THE ELEPHANT IN THE WETLANDS


GILL, Ivan P., College of Education, University of New Orleans, Department of Curriculum and Instiruction, Education Bldg, 2000 Lakeshore Drive, New Orleans, LA 70148, igill@uno.edu

Educational efforts in Louisiana embrace the idea that wetlands are important to coastal Louisiana. A variety of educational groups convey the message that wetlands, including freshwater swamps and marsh, provide irreplaceable habitat, food sources, and protection from storm surge. Most programs also acknowledge clearly that coastal wetlands in Louisiana are disappearing at alarming rates, threatening cultural, environmental, and economic resources.
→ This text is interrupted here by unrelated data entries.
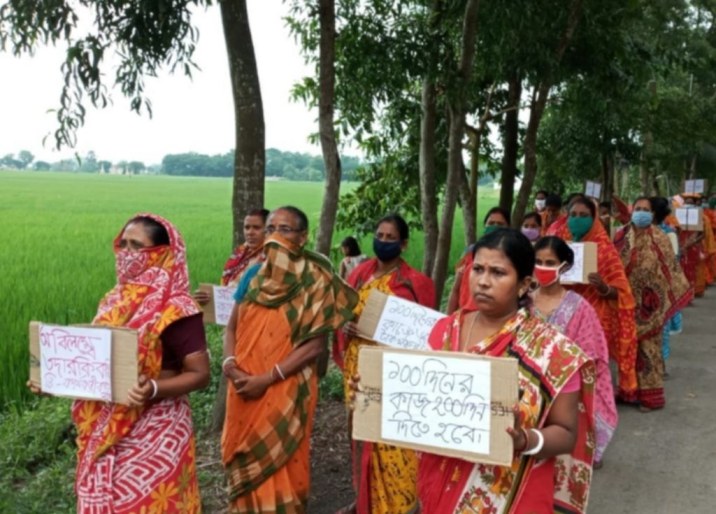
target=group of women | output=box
[32,186,716,514]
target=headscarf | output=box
[72,213,200,464]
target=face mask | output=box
[534,264,564,287]
[520,227,539,243]
[373,239,403,262]
[482,225,505,236]
[115,249,149,284]
[567,216,594,241]
[631,211,654,228]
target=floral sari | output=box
[535,291,618,462]
[72,214,201,513]
[339,259,435,514]
[549,214,637,395]
[418,310,594,514]
[221,234,357,514]
[615,224,693,409]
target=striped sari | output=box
[221,234,357,514]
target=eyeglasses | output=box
[264,225,303,236]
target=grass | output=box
[0,171,496,513]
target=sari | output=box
[338,259,435,514]
[221,234,357,513]
[535,291,618,462]
[615,224,693,409]
[549,215,637,395]
[72,214,201,513]
[221,244,264,286]
[418,309,594,514]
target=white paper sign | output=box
[381,351,492,454]
[212,286,236,326]
[373,296,445,350]
[40,325,112,401]
[584,180,602,198]
[559,242,584,283]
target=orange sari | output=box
[550,218,637,395]
[221,234,357,514]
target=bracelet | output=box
[522,428,544,455]
[149,378,159,400]
[273,364,286,380]
[221,355,236,373]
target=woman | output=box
[649,196,683,360]
[339,236,367,280]
[532,236,617,469]
[418,229,594,514]
[615,197,692,412]
[194,209,269,305]
[221,206,358,513]
[336,214,435,514]
[447,207,510,314]
[30,214,209,513]
[520,212,542,244]
[550,196,637,396]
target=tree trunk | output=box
[211,0,266,432]
[220,0,266,248]
[500,73,522,222]
[432,0,480,305]
[512,0,582,225]
[419,77,438,275]
[316,0,341,255]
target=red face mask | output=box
[534,264,562,287]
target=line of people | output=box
[32,191,716,514]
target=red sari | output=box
[418,310,595,514]
[549,218,637,395]
[72,214,201,514]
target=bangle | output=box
[221,355,236,372]
[273,364,286,380]
[522,428,544,455]
[149,378,159,400]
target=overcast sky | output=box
[0,0,320,164]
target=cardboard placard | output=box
[674,207,704,232]
[353,346,518,466]
[584,180,602,200]
[199,284,236,326]
[357,290,445,350]
[29,321,139,404]
[684,178,708,195]
[559,241,597,284]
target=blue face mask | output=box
[373,238,402,262]
[631,211,654,228]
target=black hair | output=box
[544,194,562,209]
[649,196,671,225]
[569,193,597,219]
[125,216,170,246]
[522,212,542,227]
[535,236,574,266]
[482,207,511,227]
[274,205,308,232]
[246,209,271,225]
[375,213,410,241]
[341,236,360,257]
[472,228,535,280]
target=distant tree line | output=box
[161,148,361,182]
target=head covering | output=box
[72,213,200,462]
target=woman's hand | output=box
[233,372,275,400]
[127,375,156,407]
[343,321,360,337]
[192,289,211,307]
However, few local educational programs emphasize the fundamental importance of the geological underpinnings of the coastal land loss. The sediments lost to the coastal system by channelization and levee building are not being replaced at rates sufficient to compensate for subsidence and eustatic sea-level rise. Furthermore, the natural delivery of raw sediments to the deltaic region is a fraction, roughly half, of what it was at the start of the 20th century. With the exception of sediment diversion, all proposed solutions to the land loss problems fail to address the fundamental nature or scale of Louisiana land loss.

The Elephant in the Wetlands is the un-discussed and unmentionable issue: that even if extensive sediment delivery were to begin today, there would be insufficient resources to stabilize the Louisiana coast. The implication here is that some portions of the coastline would be lost regardless of human effort, and others will be lost if the valuable sediment resources are allocated elsewhere. The political decisions that need to be made will be Solomonic in their impact: there will be winners and losers in the sweepstakes, and the decisions will be controversial and profoundly divisive. Isn’t it time to discuss this?